Basic research promising
Strand studies the use of chitosan in gene therapy, and conducted this basic research, now ended, in cooperation with the Karolinska Institutet in Sweden. Here, researchers attempted to use chitosan as a carrier to deliver drugs and genes to the inner ear in guinea pigs.
Chitosan was able to deliver drugs through the membrane that covers the tiny gap between the middle ear and inner ear. Chitosan was also able to deliver genes to the hair cells. Whether or not the results from guinea pigs can be transferred to human ears remains uncertain.
“However, chitosan is non-toxic and is not harmful to cells. Chitosan is therefore better than other carriers and has characteristics that mean it could potentially be used with patients,” says Strand.
Chitosan is produced from powdered shrimp shells. Acid removes salts, minerals and calcium carbonate. Strong alkalis and heat remove proteins. What remains is chitosan.
Extremely small nanoparticles in the range of 50-200 nm (nanometres) are formed spontaneously when the positively charged chitosan and negatively charged genes are mixed.

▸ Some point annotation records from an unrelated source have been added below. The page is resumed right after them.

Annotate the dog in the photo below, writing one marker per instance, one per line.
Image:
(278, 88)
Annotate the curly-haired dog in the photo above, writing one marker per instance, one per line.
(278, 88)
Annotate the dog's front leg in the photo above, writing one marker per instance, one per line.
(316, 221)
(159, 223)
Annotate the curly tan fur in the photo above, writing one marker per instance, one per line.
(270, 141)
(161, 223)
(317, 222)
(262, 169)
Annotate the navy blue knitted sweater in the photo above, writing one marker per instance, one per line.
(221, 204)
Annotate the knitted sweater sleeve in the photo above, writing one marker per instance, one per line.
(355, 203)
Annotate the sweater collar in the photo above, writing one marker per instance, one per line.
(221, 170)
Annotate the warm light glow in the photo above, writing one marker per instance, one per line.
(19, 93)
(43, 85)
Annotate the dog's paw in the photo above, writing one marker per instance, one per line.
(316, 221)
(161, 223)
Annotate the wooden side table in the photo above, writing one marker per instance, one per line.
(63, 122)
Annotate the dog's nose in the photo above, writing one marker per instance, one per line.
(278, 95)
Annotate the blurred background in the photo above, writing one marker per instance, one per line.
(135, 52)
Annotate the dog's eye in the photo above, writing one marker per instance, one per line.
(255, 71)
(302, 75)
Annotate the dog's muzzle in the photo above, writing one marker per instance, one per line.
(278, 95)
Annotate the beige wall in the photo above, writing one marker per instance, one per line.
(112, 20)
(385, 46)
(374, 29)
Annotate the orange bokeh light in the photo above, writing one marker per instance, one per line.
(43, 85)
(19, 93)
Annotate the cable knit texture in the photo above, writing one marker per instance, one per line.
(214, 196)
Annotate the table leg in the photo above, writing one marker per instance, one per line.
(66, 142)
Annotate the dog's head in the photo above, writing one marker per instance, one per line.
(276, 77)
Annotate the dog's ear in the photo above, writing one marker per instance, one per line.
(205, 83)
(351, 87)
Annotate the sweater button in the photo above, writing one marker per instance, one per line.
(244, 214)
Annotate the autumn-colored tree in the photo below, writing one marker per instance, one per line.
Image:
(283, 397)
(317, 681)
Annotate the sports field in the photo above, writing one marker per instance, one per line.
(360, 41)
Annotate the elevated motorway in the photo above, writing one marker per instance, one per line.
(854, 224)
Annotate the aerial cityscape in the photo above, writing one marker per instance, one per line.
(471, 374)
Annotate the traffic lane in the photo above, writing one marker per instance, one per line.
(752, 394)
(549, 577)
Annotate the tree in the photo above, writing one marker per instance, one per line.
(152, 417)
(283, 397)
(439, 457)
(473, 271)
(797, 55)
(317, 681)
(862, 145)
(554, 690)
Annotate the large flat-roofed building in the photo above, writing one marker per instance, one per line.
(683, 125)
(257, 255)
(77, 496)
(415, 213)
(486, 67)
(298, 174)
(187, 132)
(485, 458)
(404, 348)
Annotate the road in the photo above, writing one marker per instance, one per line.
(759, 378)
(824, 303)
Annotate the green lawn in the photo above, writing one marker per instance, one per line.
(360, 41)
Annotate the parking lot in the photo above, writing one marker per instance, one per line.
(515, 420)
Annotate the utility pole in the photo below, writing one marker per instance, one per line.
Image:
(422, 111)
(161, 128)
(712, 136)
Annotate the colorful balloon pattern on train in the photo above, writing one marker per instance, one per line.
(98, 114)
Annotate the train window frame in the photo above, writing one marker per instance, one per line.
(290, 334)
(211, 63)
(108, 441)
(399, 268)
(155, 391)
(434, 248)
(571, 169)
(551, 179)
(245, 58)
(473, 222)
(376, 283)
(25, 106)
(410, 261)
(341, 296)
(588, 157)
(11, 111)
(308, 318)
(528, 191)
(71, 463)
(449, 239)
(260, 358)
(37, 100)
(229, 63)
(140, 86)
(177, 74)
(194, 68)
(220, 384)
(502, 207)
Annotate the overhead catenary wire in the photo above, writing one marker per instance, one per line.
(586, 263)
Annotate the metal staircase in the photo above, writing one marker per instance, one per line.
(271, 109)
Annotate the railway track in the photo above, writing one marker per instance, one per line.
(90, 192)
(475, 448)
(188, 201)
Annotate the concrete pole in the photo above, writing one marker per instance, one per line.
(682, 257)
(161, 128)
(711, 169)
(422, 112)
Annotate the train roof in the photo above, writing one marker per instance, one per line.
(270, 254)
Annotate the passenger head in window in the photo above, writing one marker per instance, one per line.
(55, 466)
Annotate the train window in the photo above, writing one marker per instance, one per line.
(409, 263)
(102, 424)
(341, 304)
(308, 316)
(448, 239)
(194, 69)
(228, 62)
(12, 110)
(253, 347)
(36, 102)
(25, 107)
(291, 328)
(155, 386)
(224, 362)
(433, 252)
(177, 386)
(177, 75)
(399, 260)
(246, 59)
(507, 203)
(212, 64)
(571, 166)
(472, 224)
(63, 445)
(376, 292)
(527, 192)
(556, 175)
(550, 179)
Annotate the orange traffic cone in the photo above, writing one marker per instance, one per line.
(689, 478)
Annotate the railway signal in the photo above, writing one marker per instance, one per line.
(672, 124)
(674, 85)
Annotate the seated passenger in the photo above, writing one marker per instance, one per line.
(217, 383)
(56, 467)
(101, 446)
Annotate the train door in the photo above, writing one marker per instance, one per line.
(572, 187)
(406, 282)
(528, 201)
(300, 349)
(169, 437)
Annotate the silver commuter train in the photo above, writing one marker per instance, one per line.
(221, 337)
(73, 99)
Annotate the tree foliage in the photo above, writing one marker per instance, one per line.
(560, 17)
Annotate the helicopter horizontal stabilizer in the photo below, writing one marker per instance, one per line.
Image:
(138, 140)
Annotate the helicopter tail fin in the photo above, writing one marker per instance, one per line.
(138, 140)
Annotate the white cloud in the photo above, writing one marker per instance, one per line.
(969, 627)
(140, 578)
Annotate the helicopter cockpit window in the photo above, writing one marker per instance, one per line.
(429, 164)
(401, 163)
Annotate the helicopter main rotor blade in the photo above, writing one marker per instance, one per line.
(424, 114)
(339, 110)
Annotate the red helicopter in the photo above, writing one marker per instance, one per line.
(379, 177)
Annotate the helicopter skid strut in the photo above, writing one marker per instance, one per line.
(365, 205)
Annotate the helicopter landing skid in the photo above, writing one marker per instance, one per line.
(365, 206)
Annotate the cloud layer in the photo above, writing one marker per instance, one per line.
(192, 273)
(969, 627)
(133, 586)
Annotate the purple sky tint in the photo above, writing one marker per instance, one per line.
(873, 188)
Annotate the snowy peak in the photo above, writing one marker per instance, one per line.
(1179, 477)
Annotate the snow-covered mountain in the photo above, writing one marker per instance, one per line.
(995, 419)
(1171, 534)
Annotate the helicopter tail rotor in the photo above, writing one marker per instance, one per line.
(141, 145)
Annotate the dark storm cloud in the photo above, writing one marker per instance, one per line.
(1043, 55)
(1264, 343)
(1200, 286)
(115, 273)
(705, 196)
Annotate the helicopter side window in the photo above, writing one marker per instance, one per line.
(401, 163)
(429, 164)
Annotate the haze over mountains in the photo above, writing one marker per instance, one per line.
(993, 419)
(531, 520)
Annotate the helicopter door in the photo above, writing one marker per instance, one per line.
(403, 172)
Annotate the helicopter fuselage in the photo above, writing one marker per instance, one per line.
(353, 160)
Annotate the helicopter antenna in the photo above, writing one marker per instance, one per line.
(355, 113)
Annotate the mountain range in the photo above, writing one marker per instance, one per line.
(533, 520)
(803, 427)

Chitosan does a good job packaging up DNA and RNA’s relatively large molecules.
In the body, chitosan attaches itself to molecules, cells and membranes. When the nanoparticles have passed through a membrane, chitosan packages up the gene molecules so they return to their normal size again. Chitosan also creates gaps between cells, which facilitate the absorption of medicine.
Different forms of gene therapy require nanoparticles with different properties. The properties of nanoparticles are controlled by the way in which researchers tailor the chitosan structure, its molecular size and 3D architecture. But whether or not researchers will find the perfect mix of medicines for our ears and hair cells remains to be seen – and heard.